The Dec. 7 email from Executive Councilor Ray Burton thanked the staff of the Upper Valley Lake Sunapee Regional Planning Commission, local officials and community supporters along with State Senators representing Connecticut Valley districts for their efforts on behalf of rebuilding Route 12 between Charlestown and Walpole.
Ray Burton, of course, was the single, most important person in making sure the Route 12 project is on the state’s next 10-year transportation plan when it is presented to the Governor this week. Councilor Burton chairs the Governor’s Advisory Council on Intermodal Transportation which is made up of our five executive councilors and the Commissioner of the Department of Transportation.
The GACIT process establishes and adjusts the 10-year highway plan every two years. To prepare the plan, there are a series of public meetings around the state where officials and citizens can comment on the draft plan put together by DOT staff. Charlestown was the site of the first meeting back on Sept. 12 and Councilor Burton and DOT officials got an earful that morning about the frustration, disappointment and surprise of community and business leaders and citizens over the fact that the Route 12 project had been dropped from the 10-year plan.
That was in spite of the fact the project was ranked the most important project for our area by the regional planning commission which looks over all the potential highway construction and rehabilitation projects and makes recommendations. Councilor Burton carried the concerns of local residents and took their message to the GACIT members who voted unanimously last week to reinstate the Route 12 project.
In the past, so many projects were put into the 10-year plan that they could not be funded and completed in 20 or even 30 years. Today, 10-year plans are much more realistic and balance needs with anticipated state and federal funding. That makes it tougher to get a project on the list and keep it on until construction starts.
We count on Ray Burton for many things to benefit our region. And he delivers as he did for us with Route 12. We all owe Ray our thanks and appreciation for his good work through the GACIT process and getting our most important highway need put back onto the 10-year plan. His public service over the years sets a high standard for other elected officials.
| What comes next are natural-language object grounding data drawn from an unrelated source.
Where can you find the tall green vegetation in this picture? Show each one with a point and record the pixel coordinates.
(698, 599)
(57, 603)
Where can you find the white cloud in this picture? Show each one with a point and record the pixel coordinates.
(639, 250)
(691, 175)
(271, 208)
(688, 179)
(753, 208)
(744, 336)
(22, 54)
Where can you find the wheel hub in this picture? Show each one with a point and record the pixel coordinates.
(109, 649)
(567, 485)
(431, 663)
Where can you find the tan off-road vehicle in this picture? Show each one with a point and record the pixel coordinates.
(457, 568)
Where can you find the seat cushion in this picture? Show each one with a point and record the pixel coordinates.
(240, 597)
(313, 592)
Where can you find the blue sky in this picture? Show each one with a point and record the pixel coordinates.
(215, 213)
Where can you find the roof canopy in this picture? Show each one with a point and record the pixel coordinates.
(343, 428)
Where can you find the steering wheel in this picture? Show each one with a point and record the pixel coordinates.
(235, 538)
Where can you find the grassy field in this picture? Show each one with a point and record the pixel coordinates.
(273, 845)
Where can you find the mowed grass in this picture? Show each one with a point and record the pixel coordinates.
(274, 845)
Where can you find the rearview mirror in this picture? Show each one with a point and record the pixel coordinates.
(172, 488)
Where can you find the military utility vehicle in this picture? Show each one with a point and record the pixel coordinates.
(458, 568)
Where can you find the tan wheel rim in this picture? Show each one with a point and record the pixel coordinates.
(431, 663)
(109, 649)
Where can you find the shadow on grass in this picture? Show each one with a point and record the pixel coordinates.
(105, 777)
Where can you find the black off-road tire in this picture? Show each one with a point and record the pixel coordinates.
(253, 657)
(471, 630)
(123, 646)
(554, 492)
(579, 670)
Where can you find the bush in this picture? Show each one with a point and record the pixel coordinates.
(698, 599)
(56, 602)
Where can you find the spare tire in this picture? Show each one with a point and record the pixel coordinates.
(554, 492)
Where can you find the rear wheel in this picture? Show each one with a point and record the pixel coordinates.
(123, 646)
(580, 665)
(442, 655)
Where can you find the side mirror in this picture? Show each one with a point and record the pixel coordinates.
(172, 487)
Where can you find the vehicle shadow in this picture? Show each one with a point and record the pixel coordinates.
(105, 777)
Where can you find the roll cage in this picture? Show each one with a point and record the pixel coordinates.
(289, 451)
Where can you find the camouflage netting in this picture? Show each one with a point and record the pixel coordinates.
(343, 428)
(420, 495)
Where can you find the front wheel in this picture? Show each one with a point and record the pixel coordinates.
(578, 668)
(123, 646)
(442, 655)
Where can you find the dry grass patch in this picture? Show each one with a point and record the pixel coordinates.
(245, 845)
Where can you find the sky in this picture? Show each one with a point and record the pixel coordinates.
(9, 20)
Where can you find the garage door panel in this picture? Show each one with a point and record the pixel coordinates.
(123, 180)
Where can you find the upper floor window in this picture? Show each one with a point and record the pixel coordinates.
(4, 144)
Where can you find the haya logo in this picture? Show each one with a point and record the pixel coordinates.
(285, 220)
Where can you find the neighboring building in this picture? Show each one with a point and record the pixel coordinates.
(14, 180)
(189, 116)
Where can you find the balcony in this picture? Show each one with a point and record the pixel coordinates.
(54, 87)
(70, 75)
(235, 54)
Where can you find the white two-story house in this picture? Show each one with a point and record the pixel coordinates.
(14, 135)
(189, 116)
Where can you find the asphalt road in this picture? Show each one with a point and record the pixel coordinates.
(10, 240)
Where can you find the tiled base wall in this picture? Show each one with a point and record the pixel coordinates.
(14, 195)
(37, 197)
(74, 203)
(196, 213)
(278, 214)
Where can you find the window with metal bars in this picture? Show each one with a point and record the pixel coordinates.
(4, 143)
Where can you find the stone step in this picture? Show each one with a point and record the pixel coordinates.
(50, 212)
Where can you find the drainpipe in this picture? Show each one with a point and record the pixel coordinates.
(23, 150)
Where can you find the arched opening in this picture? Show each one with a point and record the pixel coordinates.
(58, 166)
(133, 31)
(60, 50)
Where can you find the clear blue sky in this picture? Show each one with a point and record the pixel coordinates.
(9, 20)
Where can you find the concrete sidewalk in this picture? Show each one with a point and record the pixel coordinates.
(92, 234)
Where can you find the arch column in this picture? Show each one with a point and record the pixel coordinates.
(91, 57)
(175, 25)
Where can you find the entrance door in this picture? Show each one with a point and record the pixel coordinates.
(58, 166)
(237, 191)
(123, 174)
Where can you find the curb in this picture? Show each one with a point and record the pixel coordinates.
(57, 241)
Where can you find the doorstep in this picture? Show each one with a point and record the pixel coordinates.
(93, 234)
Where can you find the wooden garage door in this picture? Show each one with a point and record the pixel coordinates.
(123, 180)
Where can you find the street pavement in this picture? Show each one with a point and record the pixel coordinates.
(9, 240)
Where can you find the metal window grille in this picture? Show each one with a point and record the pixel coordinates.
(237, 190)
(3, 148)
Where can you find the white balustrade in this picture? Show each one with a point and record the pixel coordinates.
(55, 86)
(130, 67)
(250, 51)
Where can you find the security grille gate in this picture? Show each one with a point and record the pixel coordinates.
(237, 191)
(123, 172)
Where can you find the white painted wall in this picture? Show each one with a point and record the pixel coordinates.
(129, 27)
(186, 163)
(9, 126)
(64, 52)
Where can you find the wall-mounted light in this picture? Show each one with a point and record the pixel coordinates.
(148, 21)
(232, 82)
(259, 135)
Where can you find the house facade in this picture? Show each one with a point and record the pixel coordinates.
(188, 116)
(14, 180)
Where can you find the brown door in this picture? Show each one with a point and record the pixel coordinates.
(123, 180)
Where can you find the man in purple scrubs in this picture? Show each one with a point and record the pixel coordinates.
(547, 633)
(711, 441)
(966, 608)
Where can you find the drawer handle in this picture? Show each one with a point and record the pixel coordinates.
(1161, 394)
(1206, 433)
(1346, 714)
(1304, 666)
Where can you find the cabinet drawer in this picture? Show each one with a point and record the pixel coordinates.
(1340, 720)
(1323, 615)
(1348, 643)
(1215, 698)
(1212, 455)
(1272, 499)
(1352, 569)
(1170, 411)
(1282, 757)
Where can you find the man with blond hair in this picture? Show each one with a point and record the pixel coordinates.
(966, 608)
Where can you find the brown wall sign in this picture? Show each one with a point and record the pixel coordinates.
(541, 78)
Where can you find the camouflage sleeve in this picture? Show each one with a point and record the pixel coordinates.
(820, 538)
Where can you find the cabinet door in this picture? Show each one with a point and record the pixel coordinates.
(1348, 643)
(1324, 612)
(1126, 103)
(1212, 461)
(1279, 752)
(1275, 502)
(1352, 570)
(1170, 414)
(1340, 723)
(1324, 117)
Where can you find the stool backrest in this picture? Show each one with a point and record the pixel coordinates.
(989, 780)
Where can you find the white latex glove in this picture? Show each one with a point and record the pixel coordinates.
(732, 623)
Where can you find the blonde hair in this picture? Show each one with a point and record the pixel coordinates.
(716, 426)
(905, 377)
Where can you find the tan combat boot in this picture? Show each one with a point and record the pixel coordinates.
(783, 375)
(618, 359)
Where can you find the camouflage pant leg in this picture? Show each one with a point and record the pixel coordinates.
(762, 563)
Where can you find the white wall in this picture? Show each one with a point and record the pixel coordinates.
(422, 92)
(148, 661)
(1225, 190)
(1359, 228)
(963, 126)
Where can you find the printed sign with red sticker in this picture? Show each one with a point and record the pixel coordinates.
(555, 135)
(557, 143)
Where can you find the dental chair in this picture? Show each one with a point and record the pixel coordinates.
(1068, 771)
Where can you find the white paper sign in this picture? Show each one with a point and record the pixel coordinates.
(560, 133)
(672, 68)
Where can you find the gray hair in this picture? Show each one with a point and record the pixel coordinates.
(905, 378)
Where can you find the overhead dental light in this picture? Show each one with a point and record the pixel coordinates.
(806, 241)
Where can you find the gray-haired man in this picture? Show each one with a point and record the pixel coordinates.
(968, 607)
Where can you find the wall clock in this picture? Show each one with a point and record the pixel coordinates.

That was the case of the writer of a lengthy and widely circulated email late last week. The issue was whether or not our eminent domain statutes to protect property owners need to be strengthened or changed to meet the concerns raised by the proposed Northern Pass electric transmission project.
The email was titled "Democracy Took A Back Seat At Your Hearing!" The writer suggested last "Thursday’s activities may be more accurately described as an example of the legislative process not working in the interests of New Hampshire citizens."
The House earlier this year had passed the bill in question, House Bill 648, by a huge 317 to 51 margin. But the Senate by a 14-10 vote had voted to study the matter and that resulted in the Judiciary Committee executive session on Thursday to vote on amendments to the bill. One amendment had committee support. The amended bill will come to the full Senate in January for a floor vote. Seven other amendments either did not receive seconds or failed to get committee support.
There are clearly two and probably other takes on this issue. The concern over private companies using eminent domain for private gain is prohibited through a constitutional amendment voters supported overwhelmingly in 2006. I had been part of a special study committee that worked on eminent domain legislation and proposed that amendment. So, while not a member of the Judiciary Committee, I do have some experience with eminent domain law in New Hampshire.
The email author wrote that the process on Thursday was "shabby at best, with some elected officials appearing to be bought and paid for through numerous political contributions."
That is a serious charge. I know the five members of the Senate Judiciary Committee, including the Committee Chair, Senator Matt Houde (Plainfield), and I know that they have worked hard and sincerely to come up with a reasonable and responsible solution in dealing with House Bill 648.
When you do not get the response you seek either in committees or on the Senate floor, it can be very disappointing. But it is also rash and unfair to accuse volunteer legislators of not doing the right thing because of political contributions. Those who make those accusations need to make sure their facts back up their charges as they are questioning the integrity of legislators and the legislative process.
In my opinion, the experiences in some other states or in Washington do not reflect at all on the unique legislative process in New Hampshire. Whether one agrees with the decisions of the legislature, in the actions of committees, or by the House or the Senate, it is simply unfair to attack the integrity of legislators because your position did not prevail.